On Thursday, the North Carolina Utilities Commission approved a plan by Duke Energy to raise the rates of former Progress Energy residential customers by 7.5 percent. The plan also calls for business rates to go up 5.5 percent and industrial rates between 3.6 and 5.1 percent. In response, Attorney General Roy Cooper stated that the rate hike ignored a recent state Supreme Court ruling that rejected a 7.2 percent increase. The decision will now be appealed in hopes of blocking it from going into effect. According to Cooper:
“This order puts utility profits ahead of people,” he said in a statement. “It talks about how much consumers are hurting but sticks them with higher rates anyway. A true analysis of the effect on struggling consumers, as required by the North Carolina Supreme Court, should result in lower rates.
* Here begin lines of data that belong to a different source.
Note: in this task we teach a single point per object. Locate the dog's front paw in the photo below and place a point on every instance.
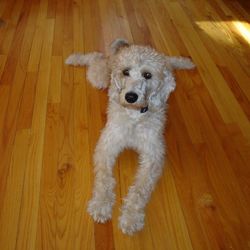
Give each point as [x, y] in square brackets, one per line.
[131, 222]
[101, 211]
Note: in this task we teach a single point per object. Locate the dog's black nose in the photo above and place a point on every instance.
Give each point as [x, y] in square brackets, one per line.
[131, 97]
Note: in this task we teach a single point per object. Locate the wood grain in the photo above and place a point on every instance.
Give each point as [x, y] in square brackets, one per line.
[51, 118]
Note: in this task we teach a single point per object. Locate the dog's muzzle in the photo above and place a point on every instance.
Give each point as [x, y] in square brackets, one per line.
[131, 97]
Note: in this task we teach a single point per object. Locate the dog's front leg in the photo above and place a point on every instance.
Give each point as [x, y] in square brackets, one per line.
[107, 149]
[151, 163]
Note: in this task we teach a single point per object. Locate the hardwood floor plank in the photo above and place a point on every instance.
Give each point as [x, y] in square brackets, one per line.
[30, 200]
[11, 202]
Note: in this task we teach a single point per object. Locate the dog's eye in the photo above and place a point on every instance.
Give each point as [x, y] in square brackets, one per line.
[125, 72]
[147, 75]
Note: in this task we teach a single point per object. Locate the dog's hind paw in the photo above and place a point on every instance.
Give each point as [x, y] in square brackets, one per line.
[131, 222]
[101, 211]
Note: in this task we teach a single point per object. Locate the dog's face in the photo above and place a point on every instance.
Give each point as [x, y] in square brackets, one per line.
[139, 74]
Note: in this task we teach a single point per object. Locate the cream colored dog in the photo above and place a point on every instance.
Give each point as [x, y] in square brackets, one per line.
[140, 80]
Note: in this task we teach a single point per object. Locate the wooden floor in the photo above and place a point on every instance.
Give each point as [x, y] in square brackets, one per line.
[50, 120]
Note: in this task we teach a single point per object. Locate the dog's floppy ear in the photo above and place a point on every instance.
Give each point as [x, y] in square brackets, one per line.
[117, 44]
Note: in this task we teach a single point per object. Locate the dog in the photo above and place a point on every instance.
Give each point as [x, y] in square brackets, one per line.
[140, 80]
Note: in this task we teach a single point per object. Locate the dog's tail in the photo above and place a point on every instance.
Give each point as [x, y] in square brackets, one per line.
[83, 59]
[181, 62]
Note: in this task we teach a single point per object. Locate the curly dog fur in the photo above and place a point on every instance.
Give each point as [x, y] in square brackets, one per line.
[140, 81]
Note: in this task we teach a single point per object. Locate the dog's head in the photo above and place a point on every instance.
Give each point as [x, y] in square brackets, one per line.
[140, 76]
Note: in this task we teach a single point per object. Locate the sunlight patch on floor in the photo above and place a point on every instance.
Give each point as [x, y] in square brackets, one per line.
[220, 31]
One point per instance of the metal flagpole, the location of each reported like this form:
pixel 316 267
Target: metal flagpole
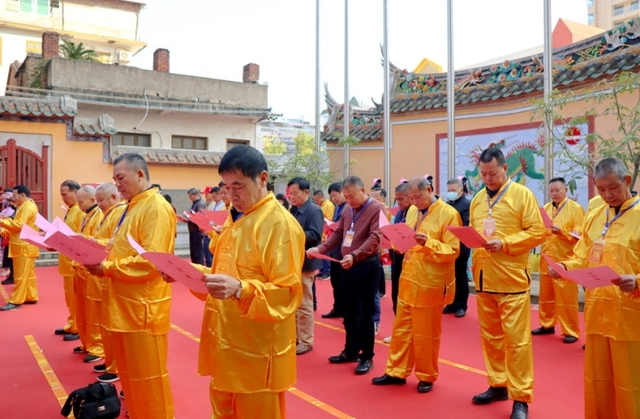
pixel 548 84
pixel 451 99
pixel 386 102
pixel 318 122
pixel 346 87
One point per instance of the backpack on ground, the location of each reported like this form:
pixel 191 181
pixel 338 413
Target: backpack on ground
pixel 96 401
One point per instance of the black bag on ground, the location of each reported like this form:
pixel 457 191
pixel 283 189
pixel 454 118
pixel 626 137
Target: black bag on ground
pixel 98 400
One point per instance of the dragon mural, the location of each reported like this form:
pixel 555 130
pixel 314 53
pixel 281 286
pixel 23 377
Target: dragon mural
pixel 521 163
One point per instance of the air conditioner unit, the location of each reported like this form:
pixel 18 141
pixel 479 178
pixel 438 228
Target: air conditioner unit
pixel 123 57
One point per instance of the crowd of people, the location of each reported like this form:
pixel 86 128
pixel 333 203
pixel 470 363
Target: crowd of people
pixel 261 265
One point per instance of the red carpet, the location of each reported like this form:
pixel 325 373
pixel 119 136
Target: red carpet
pixel 28 388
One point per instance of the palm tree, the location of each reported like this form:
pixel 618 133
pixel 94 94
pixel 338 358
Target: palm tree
pixel 73 51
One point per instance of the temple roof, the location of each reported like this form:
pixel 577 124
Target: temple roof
pixel 575 65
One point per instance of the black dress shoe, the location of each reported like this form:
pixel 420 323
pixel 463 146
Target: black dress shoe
pixel 331 315
pixel 342 358
pixel 364 366
pixel 520 410
pixel 493 394
pixel 543 331
pixel 386 380
pixel 424 387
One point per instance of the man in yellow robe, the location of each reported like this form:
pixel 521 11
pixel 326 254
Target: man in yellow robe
pixel 139 298
pixel 24 255
pixel 73 218
pixel 248 339
pixel 558 301
pixel 508 216
pixel 112 207
pixel 86 287
pixel 611 238
pixel 427 284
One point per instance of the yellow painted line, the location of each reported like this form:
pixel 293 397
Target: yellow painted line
pixel 184 332
pixel 317 403
pixel 440 360
pixel 4 294
pixel 48 373
pixel 304 396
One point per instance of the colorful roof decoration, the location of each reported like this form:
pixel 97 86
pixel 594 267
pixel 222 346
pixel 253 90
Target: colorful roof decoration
pixel 573 66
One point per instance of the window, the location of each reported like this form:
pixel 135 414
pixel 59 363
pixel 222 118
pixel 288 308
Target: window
pixel 189 143
pixel 233 143
pixel 40 7
pixel 131 139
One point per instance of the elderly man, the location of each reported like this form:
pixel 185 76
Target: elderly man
pixel 24 255
pixel 427 283
pixel 611 238
pixel 139 298
pixel 360 236
pixel 248 332
pixel 508 216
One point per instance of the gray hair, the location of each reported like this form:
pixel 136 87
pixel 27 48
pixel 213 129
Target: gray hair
pixel 419 182
pixel 455 181
pixel 108 188
pixel 353 181
pixel 135 161
pixel 610 165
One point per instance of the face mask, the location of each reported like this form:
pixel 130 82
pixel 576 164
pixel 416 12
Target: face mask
pixel 452 196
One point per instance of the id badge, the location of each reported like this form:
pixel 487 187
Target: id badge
pixel 596 251
pixel 489 227
pixel 348 238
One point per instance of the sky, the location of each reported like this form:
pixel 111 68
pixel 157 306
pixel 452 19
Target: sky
pixel 216 38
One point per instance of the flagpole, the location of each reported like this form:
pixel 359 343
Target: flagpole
pixel 451 102
pixel 346 113
pixel 386 101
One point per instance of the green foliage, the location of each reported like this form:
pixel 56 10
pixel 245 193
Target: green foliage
pixel 604 99
pixel 73 51
pixel 315 166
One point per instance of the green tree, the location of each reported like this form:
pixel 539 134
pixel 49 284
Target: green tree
pixel 603 99
pixel 73 51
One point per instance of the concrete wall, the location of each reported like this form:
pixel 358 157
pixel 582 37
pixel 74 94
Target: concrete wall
pixel 67 75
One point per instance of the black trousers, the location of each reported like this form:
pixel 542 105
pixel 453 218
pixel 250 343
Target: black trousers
pixel 361 284
pixel 336 284
pixel 195 247
pixel 396 270
pixel 462 281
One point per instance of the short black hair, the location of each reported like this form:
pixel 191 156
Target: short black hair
pixel 558 179
pixel 335 187
pixel 136 161
pixel 488 154
pixel 71 184
pixel 302 183
pixel 244 159
pixel 22 190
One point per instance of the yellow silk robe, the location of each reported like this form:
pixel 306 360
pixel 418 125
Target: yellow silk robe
pixel 25 214
pixel 519 225
pixel 74 220
pixel 249 345
pixel 139 298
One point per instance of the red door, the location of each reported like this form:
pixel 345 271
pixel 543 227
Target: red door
pixel 20 166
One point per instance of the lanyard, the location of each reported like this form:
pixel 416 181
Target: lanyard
pixel 559 209
pixel 353 219
pixel 608 223
pixel 497 199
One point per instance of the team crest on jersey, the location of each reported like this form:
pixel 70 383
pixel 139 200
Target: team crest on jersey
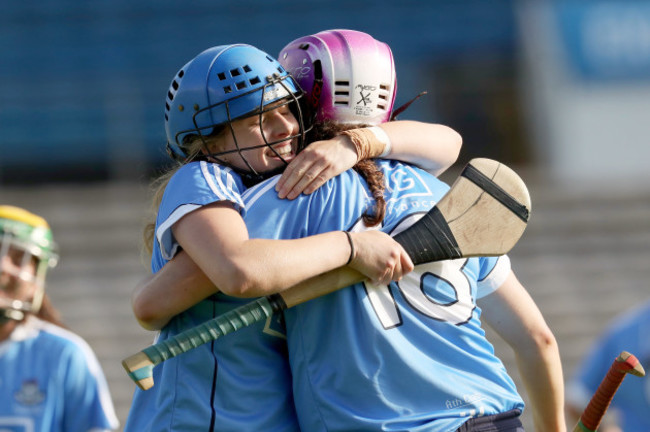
pixel 29 394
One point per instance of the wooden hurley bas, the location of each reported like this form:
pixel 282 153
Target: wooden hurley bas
pixel 484 213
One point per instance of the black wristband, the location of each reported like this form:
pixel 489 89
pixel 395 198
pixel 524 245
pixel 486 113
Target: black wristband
pixel 351 247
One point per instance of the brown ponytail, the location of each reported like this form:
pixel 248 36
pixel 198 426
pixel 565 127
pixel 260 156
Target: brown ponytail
pixel 368 169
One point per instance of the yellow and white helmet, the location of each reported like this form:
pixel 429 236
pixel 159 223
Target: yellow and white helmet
pixel 28 238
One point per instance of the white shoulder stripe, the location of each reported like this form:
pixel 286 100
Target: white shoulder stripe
pixel 167 225
pixel 223 192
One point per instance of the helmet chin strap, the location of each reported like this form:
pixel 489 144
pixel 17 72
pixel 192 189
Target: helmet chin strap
pixel 13 310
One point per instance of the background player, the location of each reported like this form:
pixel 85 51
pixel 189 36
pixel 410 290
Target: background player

So, we plan to appeal this ruling.”
Paul Newton, the North Carolina president for Duke Energy made the following statement in defense of the rate change:
“It is important to note that the (court) order is limited to the commission’s consideration of the ‘proper’ return on equity. It does not require any changes to the current rates and rate structure approved by the commission last year.”
Duke Energy, the nation’s largest electric power holding company, is based in Charlotte, NC. They have assets in the United States, Canada, and Latin America. On July 2, 2012 the company merged with Progress Energy, giving it a customer base of 7 million across 6 states.